My advice to you is this: do not take away her pacifier. Let her HAVE it as long as she likes. Maybe wait until she is in high school and her friends tell her to toss it, and then, maybe, she’ll get rid of it. Maybe. Q: My best friend’s son is in the gifted and talented program, and she constantly brags about his brilliance. Any tips for me to get her to tone it down?
A: This is probably just the beginning of what your best friend is going to do to annoy the cuss out of you. But I do agree, the whole “gifted” thing is obnoxious. The name alone is ridiculous. It’s like having a special class just for the “beautiful” or the “clever” children.
Having one child in the gifted program and one in the “general population” myself, I’ve come to learn that the kids are pretty much the same across the board; the stark difference here is the parents of these “gifted” kids. Some are, quite simply, frightening. This is the most intense, uptight and rigid group of people I have ever had to endure an Open House with. Usually it’s just me and a few other slacker-moms sitting in the back row ridiculing the PTA Nazi for her over-articulated welcoming speech and sad addiction to the power-point clicker. But when my son was moved into gifted, I went down a very solemn road at every parental meeting, with no one to make eye-contact with when an eye-roll was clearly called for. And how could they make eye contact with anyone? They were all so diligently taking notes and jotting down memos about the various questions they were going to ask at the end of the assemblage. Questions! I had had a martini with my friend Monique before arriving 20 minutes late so as to bypass the principle’s “We’re All So Glad You’re Here” speech and was totally engrossed in trying not to resemble a Manda sausage while I stuffed my not-a-size-four backside into my second-grader’s gnome-sized chair. So the only thing I got from that meeting was never wear a pencil skirt with Spanks to Open House. But I digress …
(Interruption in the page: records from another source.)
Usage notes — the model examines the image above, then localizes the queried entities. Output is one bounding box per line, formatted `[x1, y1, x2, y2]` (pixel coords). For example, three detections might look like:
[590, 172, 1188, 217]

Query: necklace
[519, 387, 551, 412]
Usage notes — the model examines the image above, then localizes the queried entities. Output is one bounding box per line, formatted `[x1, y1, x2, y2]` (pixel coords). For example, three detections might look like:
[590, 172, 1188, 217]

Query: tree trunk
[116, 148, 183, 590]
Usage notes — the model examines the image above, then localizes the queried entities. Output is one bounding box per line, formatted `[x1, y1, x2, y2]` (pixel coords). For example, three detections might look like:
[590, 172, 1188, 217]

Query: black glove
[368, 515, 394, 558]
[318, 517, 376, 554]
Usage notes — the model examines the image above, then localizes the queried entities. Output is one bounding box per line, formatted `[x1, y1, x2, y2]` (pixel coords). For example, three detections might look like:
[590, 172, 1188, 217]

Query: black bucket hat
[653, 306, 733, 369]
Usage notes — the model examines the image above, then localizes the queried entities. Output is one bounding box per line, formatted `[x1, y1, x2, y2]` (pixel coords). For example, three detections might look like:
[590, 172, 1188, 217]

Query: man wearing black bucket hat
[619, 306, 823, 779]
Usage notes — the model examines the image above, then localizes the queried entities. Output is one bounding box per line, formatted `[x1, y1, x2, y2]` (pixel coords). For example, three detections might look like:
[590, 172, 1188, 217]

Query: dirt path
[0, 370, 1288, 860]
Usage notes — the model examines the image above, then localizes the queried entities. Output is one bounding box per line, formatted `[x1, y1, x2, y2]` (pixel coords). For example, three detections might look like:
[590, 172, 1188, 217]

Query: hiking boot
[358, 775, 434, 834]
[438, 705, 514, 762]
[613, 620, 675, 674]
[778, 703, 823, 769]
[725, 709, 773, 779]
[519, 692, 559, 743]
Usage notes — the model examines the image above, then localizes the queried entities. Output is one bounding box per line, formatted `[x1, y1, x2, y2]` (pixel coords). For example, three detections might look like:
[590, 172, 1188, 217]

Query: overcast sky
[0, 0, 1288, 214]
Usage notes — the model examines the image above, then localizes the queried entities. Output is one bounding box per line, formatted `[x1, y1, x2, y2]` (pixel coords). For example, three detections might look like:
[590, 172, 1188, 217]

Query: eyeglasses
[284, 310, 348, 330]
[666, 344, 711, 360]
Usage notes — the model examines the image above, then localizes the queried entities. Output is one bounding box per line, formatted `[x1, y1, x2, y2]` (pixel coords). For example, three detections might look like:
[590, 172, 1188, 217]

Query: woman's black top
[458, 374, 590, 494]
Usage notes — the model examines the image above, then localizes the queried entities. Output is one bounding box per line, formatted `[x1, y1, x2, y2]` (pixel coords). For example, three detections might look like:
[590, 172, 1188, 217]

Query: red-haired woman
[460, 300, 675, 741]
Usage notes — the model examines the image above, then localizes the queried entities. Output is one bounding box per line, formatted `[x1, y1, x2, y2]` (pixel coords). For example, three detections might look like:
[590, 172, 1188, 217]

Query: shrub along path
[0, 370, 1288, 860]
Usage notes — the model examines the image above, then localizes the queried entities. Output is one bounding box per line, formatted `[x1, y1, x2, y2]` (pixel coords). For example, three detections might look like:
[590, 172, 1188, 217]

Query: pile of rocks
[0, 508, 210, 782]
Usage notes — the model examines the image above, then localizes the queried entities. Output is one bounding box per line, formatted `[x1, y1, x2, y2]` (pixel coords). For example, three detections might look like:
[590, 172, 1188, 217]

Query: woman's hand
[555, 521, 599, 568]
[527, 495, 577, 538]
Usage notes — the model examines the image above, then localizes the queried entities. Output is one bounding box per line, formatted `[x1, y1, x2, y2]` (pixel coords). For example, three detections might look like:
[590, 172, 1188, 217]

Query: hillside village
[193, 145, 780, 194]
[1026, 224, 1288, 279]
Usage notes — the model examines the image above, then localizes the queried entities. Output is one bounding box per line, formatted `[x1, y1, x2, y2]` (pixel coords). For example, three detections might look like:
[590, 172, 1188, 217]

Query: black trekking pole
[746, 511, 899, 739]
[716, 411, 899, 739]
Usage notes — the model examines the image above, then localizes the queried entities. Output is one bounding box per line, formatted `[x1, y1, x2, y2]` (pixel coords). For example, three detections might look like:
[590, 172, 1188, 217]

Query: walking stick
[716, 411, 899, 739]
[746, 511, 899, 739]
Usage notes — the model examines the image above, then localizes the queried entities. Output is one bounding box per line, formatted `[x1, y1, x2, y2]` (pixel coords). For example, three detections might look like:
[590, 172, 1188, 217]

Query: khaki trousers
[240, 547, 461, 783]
The problem here is not really with the oddities within the school system. The problem here is with this friend of yours and how you can knock her down a peg or two when she gets all biblical about her offspring’s mental dexterity. Evidently, she feels inferior to you and your (obviously superior) intellect, and as such feels the need to live through her child and his intelliectual promise. Now I can tell you how I would handle this, but it might not be your cup of tea. I would simply mock. Tease, taunt and insult your way to an open dialogue about how she’s secretly jealous that you won’t be spending your Mardi Gras holiday producing a Science Fair project on the electromagnetic spectrum. Laughter my friend, it’s what keeps us together.